A long-time Orbán supporter, Kaczynski (pictured) is seen by many as the key figure behind Warsaw’s ultra-conservative Law and Justice party, which came to power in October, the Financial Times reported, adding that the party has been employing similar, allegedly anti-democratic tactics as those used by the ruling Fidesz party to secure its power.

International media has widely criticized the new Polish government for attempts at increasing state influence over the constitutional court and media since it was elected.

The two leaders also share “Eurosceptic, patriotic-conservative, pro-Catholic, and anti-immigration stances”, according to the Financial Times, and similarly, both were ousted from power following their first term but made a comeback after taking time away to regroup.

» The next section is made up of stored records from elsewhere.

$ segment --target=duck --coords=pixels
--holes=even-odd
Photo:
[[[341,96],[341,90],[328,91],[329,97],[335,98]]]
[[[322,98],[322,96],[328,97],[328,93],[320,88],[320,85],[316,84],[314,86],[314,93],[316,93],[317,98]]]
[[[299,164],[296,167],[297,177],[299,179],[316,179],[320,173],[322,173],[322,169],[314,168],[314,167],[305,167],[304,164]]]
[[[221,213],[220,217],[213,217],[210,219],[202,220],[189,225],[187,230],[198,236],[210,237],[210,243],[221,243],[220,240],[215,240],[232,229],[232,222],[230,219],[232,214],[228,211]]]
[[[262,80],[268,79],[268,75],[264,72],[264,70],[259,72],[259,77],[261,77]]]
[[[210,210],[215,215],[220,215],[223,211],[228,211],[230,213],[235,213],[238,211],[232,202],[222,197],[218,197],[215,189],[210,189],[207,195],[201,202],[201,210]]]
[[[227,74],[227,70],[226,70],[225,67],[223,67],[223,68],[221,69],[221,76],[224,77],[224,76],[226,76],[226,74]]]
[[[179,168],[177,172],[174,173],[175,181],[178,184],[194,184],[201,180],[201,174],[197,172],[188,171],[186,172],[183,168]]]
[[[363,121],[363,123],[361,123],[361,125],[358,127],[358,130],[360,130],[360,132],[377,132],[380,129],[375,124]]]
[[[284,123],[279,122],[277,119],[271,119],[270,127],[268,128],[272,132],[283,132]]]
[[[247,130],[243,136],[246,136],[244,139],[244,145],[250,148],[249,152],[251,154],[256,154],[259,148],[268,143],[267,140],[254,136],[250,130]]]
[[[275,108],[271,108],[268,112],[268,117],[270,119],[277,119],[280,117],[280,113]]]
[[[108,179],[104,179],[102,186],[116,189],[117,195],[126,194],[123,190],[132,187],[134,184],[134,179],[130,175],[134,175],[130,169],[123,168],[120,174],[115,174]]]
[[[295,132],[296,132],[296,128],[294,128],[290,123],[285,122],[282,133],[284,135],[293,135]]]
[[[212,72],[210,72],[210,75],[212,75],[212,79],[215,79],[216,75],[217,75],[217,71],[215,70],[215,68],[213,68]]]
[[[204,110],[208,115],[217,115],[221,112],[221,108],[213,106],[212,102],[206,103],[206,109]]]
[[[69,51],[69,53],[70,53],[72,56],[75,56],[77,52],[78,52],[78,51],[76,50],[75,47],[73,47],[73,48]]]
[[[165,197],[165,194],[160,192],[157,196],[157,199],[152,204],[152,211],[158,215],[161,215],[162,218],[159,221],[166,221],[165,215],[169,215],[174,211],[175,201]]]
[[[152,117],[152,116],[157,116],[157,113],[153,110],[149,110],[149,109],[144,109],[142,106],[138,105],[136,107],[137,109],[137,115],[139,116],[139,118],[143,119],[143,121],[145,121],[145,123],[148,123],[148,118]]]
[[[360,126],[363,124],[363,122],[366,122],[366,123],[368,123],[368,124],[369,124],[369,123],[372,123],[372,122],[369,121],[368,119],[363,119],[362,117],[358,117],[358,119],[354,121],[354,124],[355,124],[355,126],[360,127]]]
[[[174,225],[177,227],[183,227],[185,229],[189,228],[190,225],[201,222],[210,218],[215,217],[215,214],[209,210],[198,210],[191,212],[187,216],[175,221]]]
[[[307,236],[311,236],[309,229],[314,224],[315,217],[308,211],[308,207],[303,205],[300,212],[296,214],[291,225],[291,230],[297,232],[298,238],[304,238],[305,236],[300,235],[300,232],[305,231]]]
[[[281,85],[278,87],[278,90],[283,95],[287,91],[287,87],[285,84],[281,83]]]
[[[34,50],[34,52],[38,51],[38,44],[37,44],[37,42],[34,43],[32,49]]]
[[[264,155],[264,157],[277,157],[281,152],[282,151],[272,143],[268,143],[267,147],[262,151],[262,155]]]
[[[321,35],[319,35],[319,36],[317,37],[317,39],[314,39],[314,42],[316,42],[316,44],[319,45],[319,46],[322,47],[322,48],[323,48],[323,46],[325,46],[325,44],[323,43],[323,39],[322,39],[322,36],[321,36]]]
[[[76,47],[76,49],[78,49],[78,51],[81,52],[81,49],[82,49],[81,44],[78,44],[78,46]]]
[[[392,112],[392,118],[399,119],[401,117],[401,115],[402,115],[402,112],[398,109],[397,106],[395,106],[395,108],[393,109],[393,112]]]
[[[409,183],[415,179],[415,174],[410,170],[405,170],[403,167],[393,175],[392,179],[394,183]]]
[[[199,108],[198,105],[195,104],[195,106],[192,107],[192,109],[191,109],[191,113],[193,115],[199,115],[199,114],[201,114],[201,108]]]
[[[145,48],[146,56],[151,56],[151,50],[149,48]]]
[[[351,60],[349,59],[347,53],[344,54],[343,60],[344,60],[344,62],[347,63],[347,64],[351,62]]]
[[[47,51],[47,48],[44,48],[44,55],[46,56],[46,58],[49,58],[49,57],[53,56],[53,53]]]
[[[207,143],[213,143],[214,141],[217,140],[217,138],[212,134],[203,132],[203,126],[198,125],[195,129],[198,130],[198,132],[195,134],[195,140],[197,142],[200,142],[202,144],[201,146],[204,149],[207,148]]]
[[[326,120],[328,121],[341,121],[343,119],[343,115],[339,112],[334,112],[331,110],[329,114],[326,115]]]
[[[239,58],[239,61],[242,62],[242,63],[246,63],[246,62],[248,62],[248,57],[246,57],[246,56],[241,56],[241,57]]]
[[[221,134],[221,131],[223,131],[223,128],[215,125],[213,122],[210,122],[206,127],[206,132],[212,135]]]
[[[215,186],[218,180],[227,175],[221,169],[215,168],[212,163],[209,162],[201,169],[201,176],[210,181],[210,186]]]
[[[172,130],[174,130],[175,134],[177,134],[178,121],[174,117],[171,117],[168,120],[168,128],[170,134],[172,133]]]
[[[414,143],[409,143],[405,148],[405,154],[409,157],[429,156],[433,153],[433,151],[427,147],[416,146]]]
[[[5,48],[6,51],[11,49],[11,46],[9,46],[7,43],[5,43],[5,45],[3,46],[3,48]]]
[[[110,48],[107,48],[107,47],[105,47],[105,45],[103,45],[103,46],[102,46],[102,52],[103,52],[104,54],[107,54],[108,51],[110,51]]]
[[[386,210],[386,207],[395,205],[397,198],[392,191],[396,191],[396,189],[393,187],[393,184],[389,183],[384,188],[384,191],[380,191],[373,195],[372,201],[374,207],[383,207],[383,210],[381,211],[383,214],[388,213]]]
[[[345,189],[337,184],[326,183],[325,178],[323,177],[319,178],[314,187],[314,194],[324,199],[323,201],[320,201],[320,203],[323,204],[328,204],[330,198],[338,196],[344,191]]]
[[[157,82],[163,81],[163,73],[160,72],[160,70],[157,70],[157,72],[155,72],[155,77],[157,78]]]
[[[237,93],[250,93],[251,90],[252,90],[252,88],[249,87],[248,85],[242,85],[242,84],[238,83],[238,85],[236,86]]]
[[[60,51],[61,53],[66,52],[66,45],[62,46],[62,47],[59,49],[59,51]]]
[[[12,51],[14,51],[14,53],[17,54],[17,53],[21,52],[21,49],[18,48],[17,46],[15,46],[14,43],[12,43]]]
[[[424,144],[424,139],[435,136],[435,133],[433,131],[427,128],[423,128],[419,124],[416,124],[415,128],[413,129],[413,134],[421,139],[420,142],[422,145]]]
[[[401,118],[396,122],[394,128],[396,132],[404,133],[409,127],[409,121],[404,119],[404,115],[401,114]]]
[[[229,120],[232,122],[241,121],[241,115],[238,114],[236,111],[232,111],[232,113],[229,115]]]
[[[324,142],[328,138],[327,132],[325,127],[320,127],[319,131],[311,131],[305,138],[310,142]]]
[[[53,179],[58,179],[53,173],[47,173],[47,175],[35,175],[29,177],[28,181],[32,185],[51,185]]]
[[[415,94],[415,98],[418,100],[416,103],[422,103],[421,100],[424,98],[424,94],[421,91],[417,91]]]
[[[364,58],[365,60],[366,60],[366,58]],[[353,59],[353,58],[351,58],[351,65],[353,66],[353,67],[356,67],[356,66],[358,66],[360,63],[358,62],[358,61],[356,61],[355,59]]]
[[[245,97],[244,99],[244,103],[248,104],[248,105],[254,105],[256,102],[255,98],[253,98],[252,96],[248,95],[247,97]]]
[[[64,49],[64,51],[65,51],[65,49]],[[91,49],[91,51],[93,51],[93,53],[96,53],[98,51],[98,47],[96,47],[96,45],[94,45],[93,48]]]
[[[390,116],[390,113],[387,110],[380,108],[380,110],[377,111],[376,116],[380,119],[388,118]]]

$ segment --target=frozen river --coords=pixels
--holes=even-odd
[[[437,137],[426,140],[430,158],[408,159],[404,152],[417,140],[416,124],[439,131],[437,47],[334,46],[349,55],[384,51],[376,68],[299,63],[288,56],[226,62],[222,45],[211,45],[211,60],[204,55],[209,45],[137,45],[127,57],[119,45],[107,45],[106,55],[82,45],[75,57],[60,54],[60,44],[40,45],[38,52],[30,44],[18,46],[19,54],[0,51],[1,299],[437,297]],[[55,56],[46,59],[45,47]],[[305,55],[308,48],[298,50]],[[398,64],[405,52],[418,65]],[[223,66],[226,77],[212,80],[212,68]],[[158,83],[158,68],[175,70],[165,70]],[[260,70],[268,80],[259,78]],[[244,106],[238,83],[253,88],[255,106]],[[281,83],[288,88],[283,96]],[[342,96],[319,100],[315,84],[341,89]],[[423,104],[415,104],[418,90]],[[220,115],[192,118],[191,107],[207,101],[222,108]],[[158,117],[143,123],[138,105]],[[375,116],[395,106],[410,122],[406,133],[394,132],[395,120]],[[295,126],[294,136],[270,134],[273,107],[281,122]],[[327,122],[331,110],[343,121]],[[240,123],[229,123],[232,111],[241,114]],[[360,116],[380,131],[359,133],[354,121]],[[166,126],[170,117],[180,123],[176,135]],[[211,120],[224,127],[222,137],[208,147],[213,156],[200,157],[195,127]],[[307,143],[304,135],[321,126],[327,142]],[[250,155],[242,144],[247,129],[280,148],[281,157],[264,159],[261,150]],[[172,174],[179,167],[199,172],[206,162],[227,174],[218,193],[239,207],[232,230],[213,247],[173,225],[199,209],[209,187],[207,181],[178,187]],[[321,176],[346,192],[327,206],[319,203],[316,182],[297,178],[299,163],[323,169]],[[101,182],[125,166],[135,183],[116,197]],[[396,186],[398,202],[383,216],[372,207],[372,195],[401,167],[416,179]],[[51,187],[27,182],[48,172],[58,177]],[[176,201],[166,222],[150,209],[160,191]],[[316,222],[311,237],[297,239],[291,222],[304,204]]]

Mirroring the sweeping changes that Fidesz undertook in Hungary starting in 2010, Polandʼs Law and Justice party has replaced important institutional leaders, including the director of the Warsaw stock exchange and heads of a number of key state-owned companies, only four weeks after being elected into office. The party has also taken over political control of the constitutional court in a mere 12 days. It is essentially a fast-tracked version of what happened in Budapest, Poland’s incoming opposition leader Grzegorz Schetyna said, according to FT.

Without the two-thirds majority that Fidesz enjoyed until early last year, however, Law and Justice is faced with some limitations. And unlike Hungary, Poland still has reasonable opposition parties, which Kim Lane Scheppele, a Central Europe expert at Princeton University said could prevent the EU from intervening, FT added.